What it means for me is that on fast days (MWF) I eat very low carb and low calorie...so leanmeats, nonstarchy veggies, eggs, cheese, nuts. On Tues and Thurs I eat low carb lunch, but have a serving of carbs with dinner and usually some dark chocolate after dinner. On the weekends I eat what I want, whether that be pizza, pasta or Chinese...Oreos, brownies or cheesecake. I do try to keep the portions reasonable, but I don't count carbs.

I find this tolerable and consider it moderate, for me. But, even when I did LC as a WOE, I was always limiting carbs rather than eliminating them and I did a "cheat meal" on Saturday or Sunday. I know that for me eliminating sugar or wheat as in forever and ever, amen will never be sustainable. It is healthier to cut back some on all the white stuff...probably for everyone. But, I have no plans to eliminate them.
I find the restrictions all very confusing. :bugeyes:
I keep to my "a calorie is a calorie" philosophy and try to keep up my nutrients by eating plenty of fruit and vegetables including avocado, wholemeal grains, some rice and pasta, some nuts, some oils, a variety of fish, red meat and chicken, dark chocolate two or three times a week and red wine or a whisky three or four times a week.
I break out with dessert and cake once or twice a week!
Excluding any allergy sufferers-( I can't tolerate much dairy) I believe a variety of all food groups is the healthiest and most sustainable WOE.
Reducing the amounts I eat obviously cuts the calories and leads to weight loss- the 5:2 for me causes a natural reduction in appetite and calorie reduction whilst enabling a variety of healthy (and yummy) foods. :smile:
TML13 wrote: Out of curiosity, are we talking about ALL carbs? Because it seems that many people say "carbs" but mean "sugar and flour".

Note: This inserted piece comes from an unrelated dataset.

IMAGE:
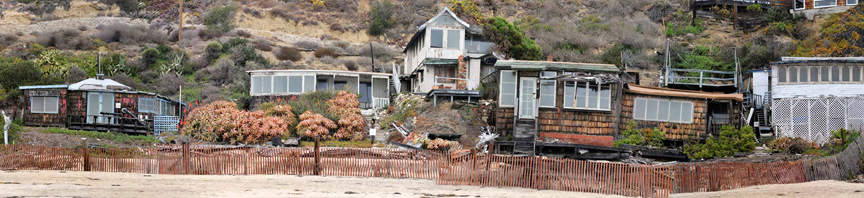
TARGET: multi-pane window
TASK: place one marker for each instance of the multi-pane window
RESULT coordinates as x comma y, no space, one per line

Low carbohydrate - a small daily total of the number on the label/website/database that says "Carbohydrates" next to it.

Being from the UK, my carbohydrates are analysed and don't include fibre. Other measuring regimes are available.
Fat Italians did quite well on LCHF at http://www.ncbi.nlm.nih.gov/pmc/articles/PMC3217855/

despite being an "unlimited calorie" diet, the average intake as 1100-1200 cals. This is quite common on low carb eating, 100g of protein is only 400 calories and enough for most normal people. Add 90g of fat (810 cals) and a sprinkle of incidental carbohydrate and you're done.

Some fat Spaniards did the same at http://www.ncbi.nlm.nih.gov/pmc/articles/PMC2586625/ including half a bottle of red wine daily. They didn't even bother accounting for carbs but weight loss was 1% per week.

So for the obese, where insulin resistance is likely, LCHF does very well. Leaner people sensitive to insulin may do better on low fat, as some studies found (discussed here previously).